Testing requirements:

  • Automated testing (axe DevTools) on all components
  • Manual keyboard testing
  • Screen reader testing (NVDA, VoiceOver)
  • User testing with people with disabilities

Accessibility champions:

  • Designate accessibility expert on DS team
  • Regular accessibility audits
  • Training for all contributors

Using the Reference Files

When to Read Each Reference

/references/system-architecture.md — Read when planning a new design system from scratch, restructuring an existing system, deciding on token architecture, or establishing design-to-code workflows. Contains detailed architectural patterns, decision frameworks, and implementation strategies for scalable design systems.

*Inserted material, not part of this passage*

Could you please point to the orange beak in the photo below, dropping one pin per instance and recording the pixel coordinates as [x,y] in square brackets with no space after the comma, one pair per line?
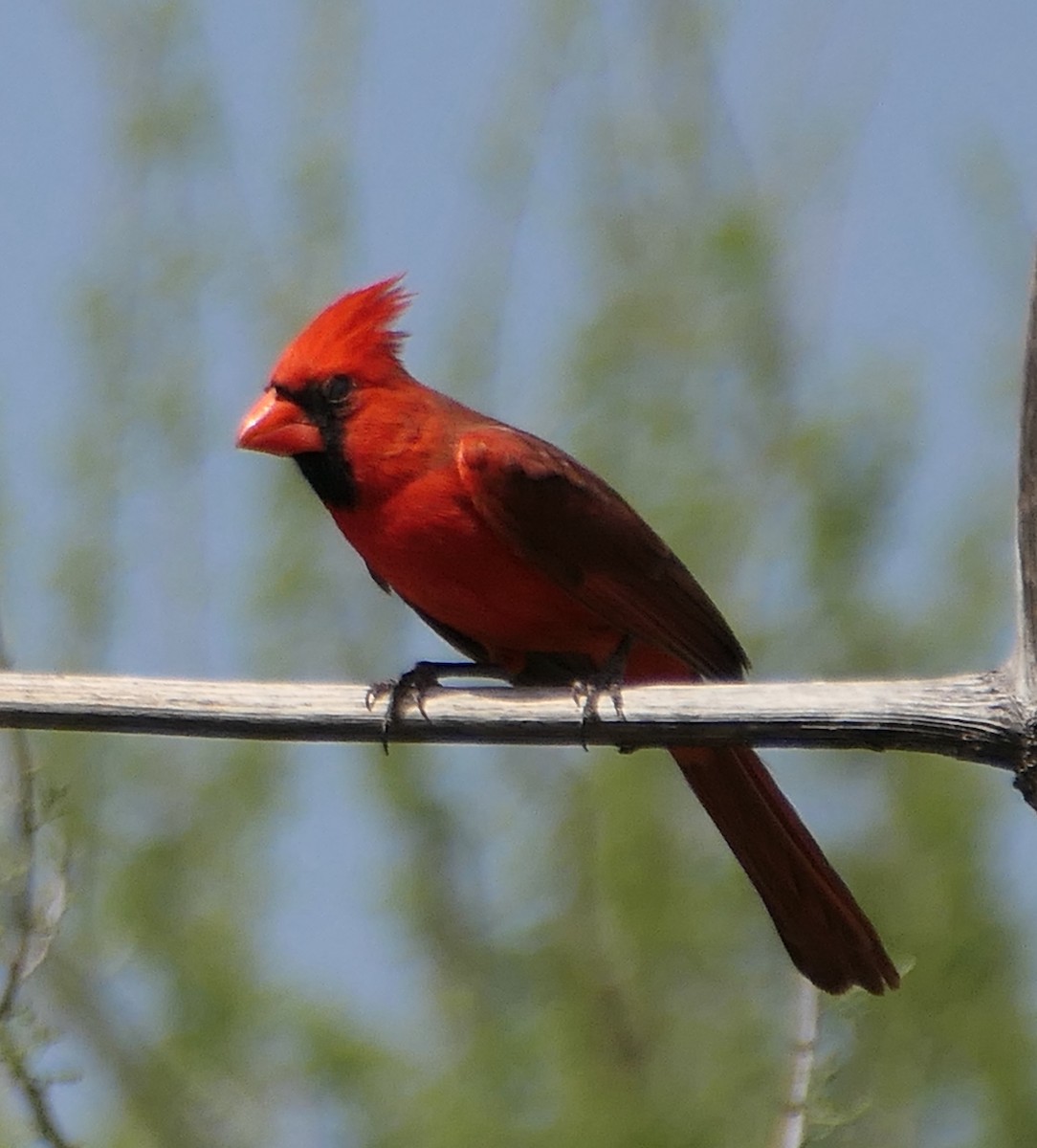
[276,426]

/references/component-libraries.md — Read when building component libraries, establishing component standards, implementing headless architecture, or setting up component documentation. Provides comprehensive component patterns, atomic design methodology, variant strategies, and maintenance best practices.

/references/design-tokens.md — Read when implementing design tokens, setting up multi-brand/multi-theme systems, establishing naming conventions, or configuring token distribution pipelines. Covers token types, transformation tools, platform-specific exports, and advanced token strategies.

/references/documentation-governance.md — Read when creating design system documentation, establishing governance processes, setting up contribution workflows, or building design system teams. Includes documentation templates, governance models, versioning strategies, and team structure recommendations.